The shell tool is also where you make your most consequential trust decision. Full shell access in an isolated environment is fine. Full shell access on a developer’s machine, with write access to production configuration, is not. E2B and similar sandbox providers exist specifically to give the Bash tool somewhere safe to run, executing commands inside microVMs that can be terminated and discarded without affecting the host environment.
Aider makes a deliberate choice to limit shell exposure: by default it operates through file writes and git commits, using git as the undo mechanism. Less power, more predictability, and a cleaner audit trail. Whether that trade-off is correct depends on what you are building and how much automated verification you need.
Parallel Tool Calls Change the Latency Profile
The Anthropic and OpenAI APIs both support parallel tool calls, where the model emits multiple tool calls in a single response and the host executes them concurrently before returning all results in the next turn.
For I/O-heavy exploration phases, this matters. An agent reading five related files before making any changes can do so in one round trip instead of five sequential ones. On a task that requires reading ten or fifteen files to understand the scope of a change, the difference between sequential and parallel loading is measurable both in wall-clock time and in per-task cost.
Handling parallel tool calls correctly requires matching each result back to its corresponding tool call ID when appending to the conversation history. This is straightforward in the normal case and easy to get wrong when tools fail partially or return errors. Returning results out of order, or conflating results from two simultaneous reads, produces model behavior that can be difficult to diagnose because the symptom appears downstream, not at the point of the error.
Debugging Is Reading Traces, Not Logic
When a conventional program has a bug, you read a stack trace, add logging, or run a debugger. When a coding agent produces wrong output, you read the tool call transcript: what the model read, what it wrote, what commands it ran, what it decided to do at each step.

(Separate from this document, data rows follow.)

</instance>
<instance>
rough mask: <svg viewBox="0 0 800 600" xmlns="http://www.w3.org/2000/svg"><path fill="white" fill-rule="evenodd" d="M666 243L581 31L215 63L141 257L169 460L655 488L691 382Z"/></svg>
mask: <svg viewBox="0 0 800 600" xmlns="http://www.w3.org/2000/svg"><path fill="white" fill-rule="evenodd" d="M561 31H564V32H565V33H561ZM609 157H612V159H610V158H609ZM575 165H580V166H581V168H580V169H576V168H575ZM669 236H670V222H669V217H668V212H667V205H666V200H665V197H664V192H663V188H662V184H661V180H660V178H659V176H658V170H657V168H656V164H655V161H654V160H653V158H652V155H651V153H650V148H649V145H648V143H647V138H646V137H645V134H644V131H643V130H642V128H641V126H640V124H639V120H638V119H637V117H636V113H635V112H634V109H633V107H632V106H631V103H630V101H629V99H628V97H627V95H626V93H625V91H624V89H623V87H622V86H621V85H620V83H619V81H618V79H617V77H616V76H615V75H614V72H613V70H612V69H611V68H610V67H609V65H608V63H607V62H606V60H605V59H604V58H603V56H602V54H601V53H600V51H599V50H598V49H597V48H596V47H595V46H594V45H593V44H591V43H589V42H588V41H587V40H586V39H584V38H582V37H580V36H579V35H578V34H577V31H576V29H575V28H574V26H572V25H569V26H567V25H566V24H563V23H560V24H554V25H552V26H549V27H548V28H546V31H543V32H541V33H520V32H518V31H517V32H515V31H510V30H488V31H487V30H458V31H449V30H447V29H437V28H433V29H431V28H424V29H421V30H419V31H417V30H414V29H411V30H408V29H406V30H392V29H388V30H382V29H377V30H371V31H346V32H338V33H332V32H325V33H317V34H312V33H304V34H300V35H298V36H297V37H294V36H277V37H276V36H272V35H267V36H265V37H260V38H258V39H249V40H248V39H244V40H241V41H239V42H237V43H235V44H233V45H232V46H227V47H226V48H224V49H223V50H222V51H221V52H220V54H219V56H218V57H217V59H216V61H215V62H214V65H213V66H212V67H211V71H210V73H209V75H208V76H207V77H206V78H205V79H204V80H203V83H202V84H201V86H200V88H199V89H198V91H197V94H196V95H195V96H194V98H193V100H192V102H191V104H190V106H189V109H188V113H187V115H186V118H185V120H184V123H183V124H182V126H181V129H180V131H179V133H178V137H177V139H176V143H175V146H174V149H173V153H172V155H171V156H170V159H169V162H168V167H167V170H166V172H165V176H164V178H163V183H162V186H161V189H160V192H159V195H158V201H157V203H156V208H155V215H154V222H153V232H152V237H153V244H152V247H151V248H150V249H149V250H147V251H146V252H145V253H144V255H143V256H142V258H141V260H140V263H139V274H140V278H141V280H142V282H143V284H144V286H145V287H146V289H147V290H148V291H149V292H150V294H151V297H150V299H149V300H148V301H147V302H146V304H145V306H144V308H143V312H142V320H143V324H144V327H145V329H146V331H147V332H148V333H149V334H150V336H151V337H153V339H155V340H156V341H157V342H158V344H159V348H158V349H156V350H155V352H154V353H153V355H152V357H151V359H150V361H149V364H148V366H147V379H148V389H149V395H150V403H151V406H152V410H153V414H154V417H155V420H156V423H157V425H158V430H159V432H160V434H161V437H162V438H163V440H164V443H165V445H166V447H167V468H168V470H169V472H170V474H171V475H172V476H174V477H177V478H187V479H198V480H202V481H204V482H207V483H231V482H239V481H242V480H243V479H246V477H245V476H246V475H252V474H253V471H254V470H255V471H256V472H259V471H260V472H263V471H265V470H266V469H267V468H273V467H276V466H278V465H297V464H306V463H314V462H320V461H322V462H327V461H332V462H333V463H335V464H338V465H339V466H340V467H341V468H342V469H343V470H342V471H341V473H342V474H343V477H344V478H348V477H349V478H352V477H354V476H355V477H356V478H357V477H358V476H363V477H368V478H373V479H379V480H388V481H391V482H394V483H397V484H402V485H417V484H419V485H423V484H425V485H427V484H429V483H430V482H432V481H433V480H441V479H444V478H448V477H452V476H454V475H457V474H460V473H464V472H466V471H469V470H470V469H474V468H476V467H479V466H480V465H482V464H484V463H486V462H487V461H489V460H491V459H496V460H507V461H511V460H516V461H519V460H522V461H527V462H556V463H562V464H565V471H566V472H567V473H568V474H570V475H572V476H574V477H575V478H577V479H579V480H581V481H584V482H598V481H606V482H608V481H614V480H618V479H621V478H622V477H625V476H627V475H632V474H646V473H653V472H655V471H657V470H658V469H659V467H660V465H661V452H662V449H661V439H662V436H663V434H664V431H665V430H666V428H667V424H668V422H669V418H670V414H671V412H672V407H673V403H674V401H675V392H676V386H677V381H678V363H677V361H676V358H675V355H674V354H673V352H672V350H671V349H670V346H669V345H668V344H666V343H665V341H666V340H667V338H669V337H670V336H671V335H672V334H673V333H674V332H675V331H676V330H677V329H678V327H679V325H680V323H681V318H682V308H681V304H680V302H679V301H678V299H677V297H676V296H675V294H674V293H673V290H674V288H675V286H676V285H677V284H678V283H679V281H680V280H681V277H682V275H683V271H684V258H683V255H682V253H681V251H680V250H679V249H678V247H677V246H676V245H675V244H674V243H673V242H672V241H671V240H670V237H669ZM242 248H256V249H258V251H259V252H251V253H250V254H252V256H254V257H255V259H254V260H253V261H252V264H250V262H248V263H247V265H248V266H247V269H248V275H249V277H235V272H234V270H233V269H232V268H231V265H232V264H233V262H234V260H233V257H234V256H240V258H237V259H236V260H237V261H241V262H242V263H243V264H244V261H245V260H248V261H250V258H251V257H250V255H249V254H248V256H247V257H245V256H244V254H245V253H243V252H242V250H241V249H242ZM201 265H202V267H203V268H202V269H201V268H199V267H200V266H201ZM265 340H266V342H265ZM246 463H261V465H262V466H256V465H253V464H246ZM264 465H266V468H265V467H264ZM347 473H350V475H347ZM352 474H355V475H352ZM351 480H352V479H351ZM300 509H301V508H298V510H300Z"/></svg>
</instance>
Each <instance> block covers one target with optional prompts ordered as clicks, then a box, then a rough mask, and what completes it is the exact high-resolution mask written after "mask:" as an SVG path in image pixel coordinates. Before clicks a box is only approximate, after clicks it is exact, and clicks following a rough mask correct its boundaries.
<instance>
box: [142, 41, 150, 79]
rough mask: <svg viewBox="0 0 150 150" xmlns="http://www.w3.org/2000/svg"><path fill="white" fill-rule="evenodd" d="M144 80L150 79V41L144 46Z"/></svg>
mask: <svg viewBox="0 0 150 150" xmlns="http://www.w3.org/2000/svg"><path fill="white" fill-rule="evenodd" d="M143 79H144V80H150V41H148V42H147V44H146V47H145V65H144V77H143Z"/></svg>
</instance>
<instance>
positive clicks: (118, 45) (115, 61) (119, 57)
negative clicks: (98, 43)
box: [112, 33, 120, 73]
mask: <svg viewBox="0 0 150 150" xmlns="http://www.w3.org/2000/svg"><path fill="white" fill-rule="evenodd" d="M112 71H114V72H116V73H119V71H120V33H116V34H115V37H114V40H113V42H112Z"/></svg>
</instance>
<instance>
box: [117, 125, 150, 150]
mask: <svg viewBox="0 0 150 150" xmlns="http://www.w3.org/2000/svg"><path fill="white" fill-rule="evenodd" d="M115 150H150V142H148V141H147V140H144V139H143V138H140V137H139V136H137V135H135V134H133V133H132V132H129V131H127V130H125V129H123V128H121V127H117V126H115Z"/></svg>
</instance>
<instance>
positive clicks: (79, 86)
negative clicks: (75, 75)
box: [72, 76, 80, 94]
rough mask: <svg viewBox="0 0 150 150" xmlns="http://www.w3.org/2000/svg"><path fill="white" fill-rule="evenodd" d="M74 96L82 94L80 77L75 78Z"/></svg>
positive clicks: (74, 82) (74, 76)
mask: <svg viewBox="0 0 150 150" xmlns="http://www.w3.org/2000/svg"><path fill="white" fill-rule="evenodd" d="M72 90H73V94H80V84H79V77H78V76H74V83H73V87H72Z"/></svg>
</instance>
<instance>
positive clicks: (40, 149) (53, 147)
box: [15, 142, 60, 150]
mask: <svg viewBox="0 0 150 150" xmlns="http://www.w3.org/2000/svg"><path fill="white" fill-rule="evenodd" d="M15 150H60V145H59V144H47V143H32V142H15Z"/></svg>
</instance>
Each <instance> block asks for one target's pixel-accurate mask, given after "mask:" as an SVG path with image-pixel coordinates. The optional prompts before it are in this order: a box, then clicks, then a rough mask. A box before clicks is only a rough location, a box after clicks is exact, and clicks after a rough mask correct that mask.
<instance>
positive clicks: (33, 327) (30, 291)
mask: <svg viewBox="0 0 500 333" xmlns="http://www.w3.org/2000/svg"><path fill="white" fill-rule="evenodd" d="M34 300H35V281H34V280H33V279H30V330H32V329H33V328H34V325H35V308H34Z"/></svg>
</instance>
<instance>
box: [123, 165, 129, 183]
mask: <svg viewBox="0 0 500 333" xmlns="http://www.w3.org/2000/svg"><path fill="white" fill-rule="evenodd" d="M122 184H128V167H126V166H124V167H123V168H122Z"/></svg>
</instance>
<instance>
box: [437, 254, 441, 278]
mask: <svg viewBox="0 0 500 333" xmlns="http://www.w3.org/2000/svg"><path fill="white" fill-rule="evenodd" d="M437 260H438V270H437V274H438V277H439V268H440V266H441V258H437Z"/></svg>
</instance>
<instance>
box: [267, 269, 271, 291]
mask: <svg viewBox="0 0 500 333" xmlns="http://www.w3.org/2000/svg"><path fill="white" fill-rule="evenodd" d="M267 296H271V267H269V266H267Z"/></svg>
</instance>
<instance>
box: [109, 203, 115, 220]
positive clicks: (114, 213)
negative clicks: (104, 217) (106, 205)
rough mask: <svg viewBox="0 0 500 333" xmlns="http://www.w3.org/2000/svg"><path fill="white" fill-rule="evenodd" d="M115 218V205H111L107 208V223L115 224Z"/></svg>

The transcript is the source of truth. The model’s text output between tool calls tells you what it was reasoning about, but the tool calls tell you what information it had and what it actually did with that information. The common failure pattern is a model that proceeded from a correct premise but with incomplete context. It fixed the thing it could see and missed the thing it could not. Reading the transcript at the point of divergence usually shows the model searching for something, not finding it, and proceeding on a false assumption rather than asking.
Tool design affects debuggability in a direct way. An agent that uses dedicated typed tools, read_file, search_code, write_file, produces a transcript you can scan quickly. An agent that routes everything through a general bash tool produces a transcript of shell commands, which is harder to parse when the session is long and the commands are non-obvious.
The Minimal Implementation
Building a minimal coding agent from scratch is the fastest way to internalize these trade-offs. The scaffolding for a working agent is 100 to 200 lines of code: an LLM client, a handful of tool implementations, and the loop. The Anthropic tool use documentation gets you to a running loop in under an hour.
What you learn quickly once it is running: tool descriptions matter far more than expected, stopping conditions require deliberate thought, and the first thing you want to add after the basics is a way to run tests and feed the output back into the context. From there, every subsequent improvement is a response to a specific failure you observed: a tool that was misused, a task that looped too long, a session that lost track of an earlier constraint.
The loop itself is the easy part. What you build around it is the actual product.